13 Replies Latest reply on Apr 27, 2009 12:21 PM by karltraunmueller

    Authentification problems in Jboss 5

    tgueze

      I am using Jboss 5 app server and I have some problems when using jaas authentification.

      Different users login and logout successively and call beans methods.
      On the client side, I have a custom login module which perform authentification.
      On the server side, I use the ClientLoginModule.
      In the beans, I retrieve the EJBContext with a lookup and get the caller principal.
      Sometimes it works, but sometimes, the caller returned doesn't correspond to the user who made the login. It corresponds to a user who was logged before and who logout.

      final Object o = new InitialContext().lookup("java:comp/EJBContext");
      final Class< ? > ejbContextClass = Class.forName("javax.ejb.EJBContext");
      final Method getCallerPrincipalMethod = ejbContextClass.getMethod("getCallerPrincipal");
      final Principal principal = (Principal) getCallerPrincipalMethod.invoke(o);
      final String callerId = principal.getName();
      


      Any idea? Do I forgot something?

      Thanks.

        • 1. Re: Authentification problems in Jboss 5
          ragavgomatam

          Try setting the Cache in login-config.xml as zero

          • 2. Re: Authentification problems in Jboss 5
            tgueze

            Thanks for the response ragavgomatam but it didn't work.

            I'm using the Jboss 5 RC2 version and I have the same trouble.
            Same configuration : a login module performing the authentification on the client side, the ClientLoginModule on the server side.

            I'm using EJB 3 stateless session beans.

            So a user is logged perform some operations on the beans, then it log out and log an different user and it perform some operations too. I have run these steps in debug mode, and the login is committed, so I assume my new user is logged.
            In the server side, when I retrieve the caller name in the beans, I get the old user name.

            The first user is also the first caller of the beans.
            I setted the cache to 0 and set the multi-threaded and restore-login-identity to true but it had no effect.

            Any idea?
            Thanks in advance.

            • 3. Re: Authentification problems in Jboss 5
              jaikiran

              I may be way off target, but i think this has something to do with the ClientLoginModule. See if this wiki is of any help http://wiki.jboss.org/wiki/ClientLoginModule

              • 4. Re: Authentification problems in Jboss 5
                tgueze

                I agree and I have read the wiki page.
                I tried to set the different options but it didn't solve my problem.

                I certainly miss something in the configuration, but I can't figure out what...

                • 5. Re: Authentification problems in Jboss 5
                  tgueze

                  Nobody have a clue?

                  The EJB Context should be refresh between two calls, right?
                  The user admin is the first caller of my EJB (so creating the instances) and I get him as principal name even after logout and login of another user. Are they any configuration in Jboss concerning this point?

                  Thanks.

                  • 6. Re: Authentification problems in Jboss 5
                    hanselmo

                    I've the same problems.
                    I'm testing my ejbs with junit and I try to access with ClientLoginModule (JAAS method) and also with JndiLoginInitialContextFactory in the lookup properties (JNDI method) methods works well in jboss-4.2.3 but not in jboss-5.0.0.CR2.

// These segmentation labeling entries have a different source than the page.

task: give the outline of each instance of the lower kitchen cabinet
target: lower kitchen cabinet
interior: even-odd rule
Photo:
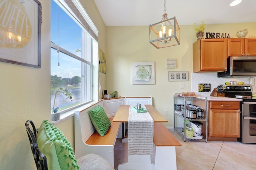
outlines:
[[[240,137],[240,102],[209,101],[209,140],[236,141]]]

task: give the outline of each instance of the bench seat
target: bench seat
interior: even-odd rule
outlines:
[[[102,137],[99,135],[97,131],[94,131],[85,143],[86,144],[94,145],[114,145],[120,123],[113,122],[113,118],[110,117],[108,119],[111,122],[111,126],[108,129],[107,134]]]
[[[92,123],[89,111],[98,106],[104,108],[102,100],[89,107],[75,111],[75,154],[79,158],[90,153],[98,154],[108,160],[114,167],[114,148],[120,123],[113,122],[109,118],[111,126],[104,137],[100,135]]]
[[[153,141],[156,145],[155,170],[177,170],[175,147],[181,144],[163,123],[154,124]]]
[[[161,123],[154,123],[153,141],[156,147],[180,147],[181,144]]]

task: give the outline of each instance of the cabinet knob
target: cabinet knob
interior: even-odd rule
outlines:
[[[230,106],[229,104],[227,104],[226,105],[223,105],[223,104],[222,104],[221,105],[222,106]]]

                    1) JndiLoginInitialContextFactory doesn't work anymore.
                    2) ClientLoginModule works but I've your problem. I think it's bug. Try to get the subject with the jboss API SecurityAssociation.getSubject(). It works but it's just a trick.

                    • 7. Re: Authentification problems in Jboss 5
                      tgueze

                      I feel less alone :)

                      I don't know for the JndiLoginInitialContextFactory.
                      Thanks for the work around, it works in my case but I cannot use it.

                      So, I have created a jira issue : https://jira.jboss.org/jira/browse/JBAS-5995

                      • 8. Re: Authentification problems in Jboss 5
                        hanselmo

                        Some news...my test works if I make again the lookup of the ejb after the second loginContext.login().
                        I think the workaround now for you is to make new ejb lookup after every loginContext.login() (just for stateless ejb).

                        • 9. Re: Authentification problems in Jboss 5
                          tgueze

                          I've just tried but it didn't work for me.

                          Strange issue...

                          • 10. Re: Authentification problems in Jboss 5
                            hanselmo

                            sorry...I tested better and I've the same problem...

                            • 11. Re: Authentification problems in Jboss 5
                              jaikiran

                              I tested this on 4.2.3 and 5.0 CR2. Works on 4.2.3 but not on 5.0 CR2. I looked at the source code of JBoss-4.2.x and JBoss-5. Looks like this is a bug in JBoss-5 where the interceptor (Ejb3AuthenticationInterceptorv2) doesn't seem to be popping the subject.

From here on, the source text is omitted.